Reputation: 321
I am trying to explain my xgboost (v 2.1.1) model with shap (v 0.42) but I get this error:
UnicodeDecodeError Traceback (most recent call last)
Cell In[53], line 1
----> 1 shap_explainer = shap.TreeExplainer(model)
File ~/anaconda3/envs/geoproc/lib/python3.8/site-packages/shap/explainers/_tree.py:149, in Tree.__init__(self, model, data, model_output, feature_perturbation, feature_names, approximate, **deprecated_options)
147 self.feature_perturbation = feature_perturbation
148 self.expected_value = None
--> 149 self.model = TreeEnsemble(model, self.data, self.data_missing, model_output)
150 self.model_output = model_output
151 #self.model_output = self.model.model_output # this allows the TreeEnsemble to translate model outputs types by how it loads the model
File ~/anaconda3/envs/geoproc/lib/python3.8/site-packages/shap/explainers/_tree.py:859, in TreeEnsemble.__init__(self, model, data, data_missing, model_output)
857 self.original_model = model.get_booster()
858 self.model_type = "xgboost"
--> 859 xgb_loader = XGBTreeModelLoader(self.original_model)
860 self.trees = xgb_loader.get_trees(data=data, data_missing=data_missing)
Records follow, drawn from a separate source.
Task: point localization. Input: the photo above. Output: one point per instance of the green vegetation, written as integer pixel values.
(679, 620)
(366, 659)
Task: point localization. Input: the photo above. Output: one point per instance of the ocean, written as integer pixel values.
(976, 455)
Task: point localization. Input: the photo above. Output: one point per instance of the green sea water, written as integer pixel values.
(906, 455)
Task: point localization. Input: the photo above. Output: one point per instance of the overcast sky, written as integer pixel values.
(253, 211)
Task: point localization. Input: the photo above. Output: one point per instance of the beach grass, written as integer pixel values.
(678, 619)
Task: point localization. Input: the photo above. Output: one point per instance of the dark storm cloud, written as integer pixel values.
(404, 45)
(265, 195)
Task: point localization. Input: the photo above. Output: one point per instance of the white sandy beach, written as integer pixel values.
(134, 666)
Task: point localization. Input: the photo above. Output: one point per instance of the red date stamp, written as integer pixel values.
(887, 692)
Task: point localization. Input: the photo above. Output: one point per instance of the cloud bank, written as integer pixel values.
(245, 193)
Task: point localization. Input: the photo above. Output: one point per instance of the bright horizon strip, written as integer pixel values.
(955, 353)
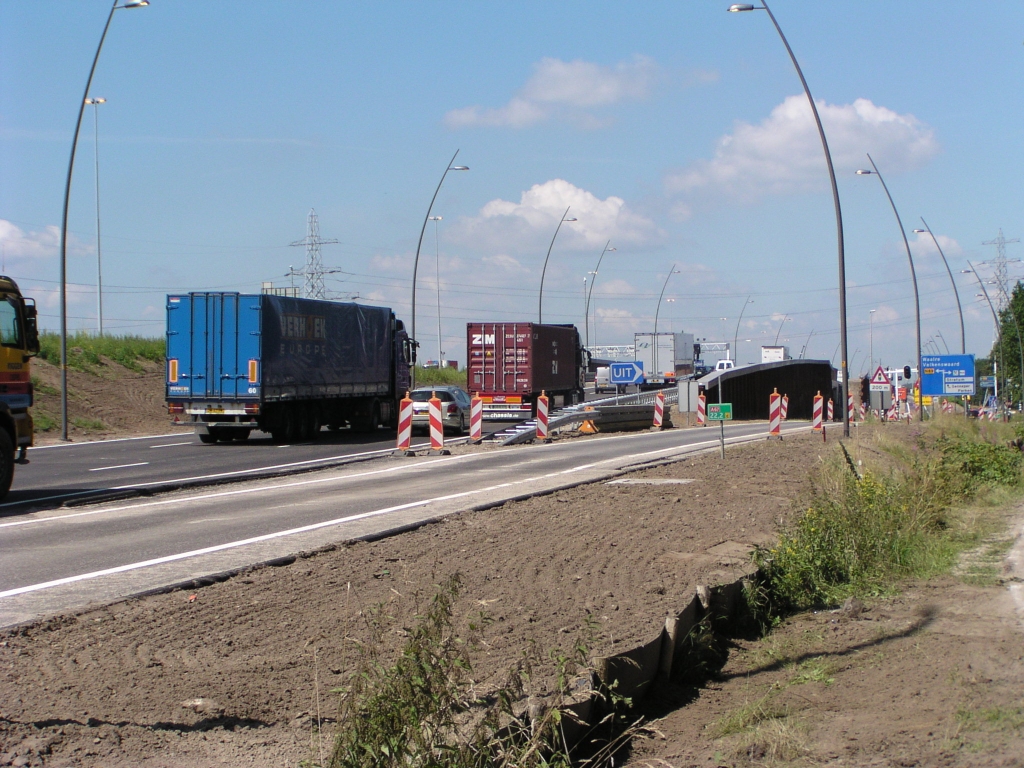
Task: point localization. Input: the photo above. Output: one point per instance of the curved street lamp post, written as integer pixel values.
(913, 275)
(777, 333)
(960, 309)
(540, 299)
(419, 245)
(437, 283)
(735, 8)
(64, 217)
(735, 336)
(94, 102)
(586, 314)
(657, 311)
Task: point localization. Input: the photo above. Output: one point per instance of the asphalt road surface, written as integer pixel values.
(69, 472)
(64, 559)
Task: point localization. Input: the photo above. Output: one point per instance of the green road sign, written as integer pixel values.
(719, 412)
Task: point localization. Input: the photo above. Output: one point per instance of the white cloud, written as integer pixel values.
(564, 89)
(782, 154)
(24, 250)
(20, 245)
(924, 246)
(529, 223)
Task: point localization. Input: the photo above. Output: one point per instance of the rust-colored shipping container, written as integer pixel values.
(510, 364)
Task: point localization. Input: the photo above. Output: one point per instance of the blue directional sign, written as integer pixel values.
(947, 375)
(626, 373)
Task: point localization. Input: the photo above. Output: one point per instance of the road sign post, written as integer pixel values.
(720, 412)
(626, 373)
861 self.base_offset = xgb_loader.base_score
File ~/anaconda3/envs/geoproc/lib/python3.8/site-packages/shap/explainers/_tree.py:1444, in XGBTreeModelLoader.__init__(self, xgb_model)
1442 self.read_arr('i', 29) # reserved
1443 self.name_obj_len = self.read('Q')
-> 1444 self.name_obj = self.read_str(self.name_obj_len)
1445 self.name_gbm_len = self.read('Q')
1446 self.name_gbm = self.read_str(self.name_gbm_len)
File ~/anaconda3/envs/geoproc/lib/python3.8/site-packages/shap/explainers/_tree.py:1566, in XGBTreeModelLoader.read_str(self, size)
1565 def read_str(self, size):
-> 1566 val = self.buf[self.pos:self.pos+size].decode('utf-8')
1567 self.pos += size
1568 return val
UnicodeDecodeError: 'utf-8' codec can't decode byte 0x98 in position 1155: invalid start byte
I am running:
model = XGBRegressor().fit(X_train, y_train)
explainer = shap.TreeExplainer(model)
Is this an incompatibility between the versions? Older fixes as suggested here (Getting UnicodeDecodeError when using shap on xgboost) don't work unfortunately.
I can read in the SHAP releases that version 0.45.0 "fixed XGBoost model load". Could that be it? However, if there is a fix without upgrading, I'd prefer that.
Upvotes: 0
Views: 19